Sytuacja wirtualnej i rozszerzonej rzeczywistości na światowym rynku wzbudza bardzo wiele emocji, oraz spekulacji. Wiele zdań jest podzielonych odnośnie tego czy jest to przyszłość czy raczej trend, który z czasem przeminie.
Na samym początku warto niewtajemniczonym w skrócie wyjaśnić czym jest VR (wirtualna rzeczywistość), a AR (rozszerzona rzeczywistość).

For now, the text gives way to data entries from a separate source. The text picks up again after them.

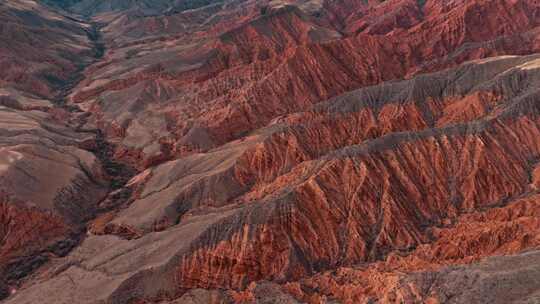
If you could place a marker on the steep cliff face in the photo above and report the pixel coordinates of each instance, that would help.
(227, 80)
(284, 151)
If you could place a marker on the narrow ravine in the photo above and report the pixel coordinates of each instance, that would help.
(117, 173)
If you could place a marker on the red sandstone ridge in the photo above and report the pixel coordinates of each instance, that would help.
(282, 152)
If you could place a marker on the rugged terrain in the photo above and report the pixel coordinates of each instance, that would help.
(262, 151)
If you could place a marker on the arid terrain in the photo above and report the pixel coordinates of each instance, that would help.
(256, 151)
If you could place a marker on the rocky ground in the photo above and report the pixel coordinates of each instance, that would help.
(262, 151)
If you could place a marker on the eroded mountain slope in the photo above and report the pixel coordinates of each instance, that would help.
(304, 151)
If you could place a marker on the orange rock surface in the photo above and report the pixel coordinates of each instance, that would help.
(279, 152)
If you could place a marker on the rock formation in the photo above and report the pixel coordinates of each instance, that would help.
(271, 152)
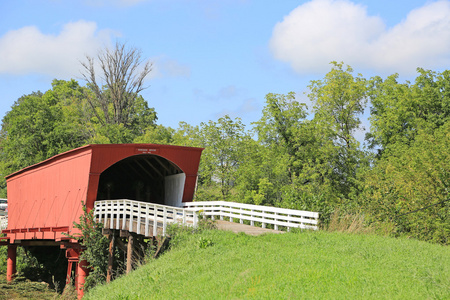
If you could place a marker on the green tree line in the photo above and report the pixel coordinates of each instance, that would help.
(293, 157)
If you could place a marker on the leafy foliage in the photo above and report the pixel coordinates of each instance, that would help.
(95, 248)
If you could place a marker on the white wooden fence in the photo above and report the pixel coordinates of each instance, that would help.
(3, 222)
(141, 217)
(263, 215)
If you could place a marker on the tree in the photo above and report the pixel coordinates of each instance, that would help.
(123, 73)
(339, 101)
(409, 187)
(399, 110)
(222, 156)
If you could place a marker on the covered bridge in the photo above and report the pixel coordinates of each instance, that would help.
(45, 199)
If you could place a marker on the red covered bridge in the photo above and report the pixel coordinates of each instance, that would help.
(45, 199)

Wiele profesjonalistów branży zdaje się twierdzić, że VR i AR są jedynie chwilowymi trendami, tak jak całkiem niedawno były rzadko już dziś spotykane telewizory 3D. Jednak wielu obstaje przy tym, że tak się nie stanie ze względu na potężne środki pompowane przez różne rodzaje biznesu: gry video, telewizja, rozrywka multimedialna, medycyna, edukacja, inżynieria i wojsko.

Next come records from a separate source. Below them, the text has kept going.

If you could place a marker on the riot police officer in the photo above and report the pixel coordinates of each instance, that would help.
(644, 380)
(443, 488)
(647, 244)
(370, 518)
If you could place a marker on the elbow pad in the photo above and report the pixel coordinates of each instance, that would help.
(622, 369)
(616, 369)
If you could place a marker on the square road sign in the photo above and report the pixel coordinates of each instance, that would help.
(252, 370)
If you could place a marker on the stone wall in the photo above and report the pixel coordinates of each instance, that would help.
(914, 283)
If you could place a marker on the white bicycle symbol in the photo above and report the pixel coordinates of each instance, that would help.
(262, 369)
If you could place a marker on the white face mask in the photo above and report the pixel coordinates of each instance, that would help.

Sama dziedzina zrzesza wiele zawodów, których połączenie daje niesamowite efekty. 3D art., programiści, level designerzy. Z reguły są to ludzie szukający nowych wyzwań, próbujący odkrywać nowe horyzonty gdzie umiejętność kombinowania jest dla nich wręcz wrodzona.
Wirtualne i rozszerzone rzeczywistości zdają się na dobre zadomowić na współczesnym rynku. Zdaje się, że pierwsi pionierzy przetarli szlaki i już zaczęli czerpać zyski z nowej technologii, a da to początek nowym, wspaniałym projektom, które być może w najbliższej przyszłości podbiją światowy rynek i wyznaczą jeszcze nowsze standardy, a poprzeczka będzie zawieszana coraz to wyżej i wyżej.

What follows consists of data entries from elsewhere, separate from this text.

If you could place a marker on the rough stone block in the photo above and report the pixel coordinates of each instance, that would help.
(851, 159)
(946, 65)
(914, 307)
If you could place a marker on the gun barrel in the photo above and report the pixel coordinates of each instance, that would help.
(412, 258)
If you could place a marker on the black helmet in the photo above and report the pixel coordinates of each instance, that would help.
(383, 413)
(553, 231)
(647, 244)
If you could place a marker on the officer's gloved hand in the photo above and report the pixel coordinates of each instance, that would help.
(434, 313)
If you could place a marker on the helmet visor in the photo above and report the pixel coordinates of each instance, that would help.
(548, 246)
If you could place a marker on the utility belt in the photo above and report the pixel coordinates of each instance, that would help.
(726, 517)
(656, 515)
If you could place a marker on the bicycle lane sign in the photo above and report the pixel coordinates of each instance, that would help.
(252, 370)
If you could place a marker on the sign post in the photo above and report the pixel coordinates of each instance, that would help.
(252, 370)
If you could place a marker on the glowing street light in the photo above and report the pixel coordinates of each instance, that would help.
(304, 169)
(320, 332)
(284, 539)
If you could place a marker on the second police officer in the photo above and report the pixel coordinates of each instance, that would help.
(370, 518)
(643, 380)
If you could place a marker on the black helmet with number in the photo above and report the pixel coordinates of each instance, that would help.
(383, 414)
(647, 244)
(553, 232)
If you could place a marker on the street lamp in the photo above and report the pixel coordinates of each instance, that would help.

Już teraz VR i AR są wykorzystywane w sposób bardzo profesjonalny i zarazem nietuzinkowy. Przykłądowo australijski eBay rozpoczął prace nad swoim sklepem w technologii VR. W Anglii VR jest wykorzystywany do terapii w szpitalach. Więc jak widać już dziś jest to wykorzystywane na wielu platformach i na różne, sposoby.
A jak długowieczną dziedziną miałaby być wirtualna rzeczywistość?
Wielu futurologów twierdzi, że nigdy nie przeminie, często pojawiają się nawet śmiałe wzmianki o systemach na wzór tego z trylogii „Matrix” braci (obecnie sióstr) Wachowskich.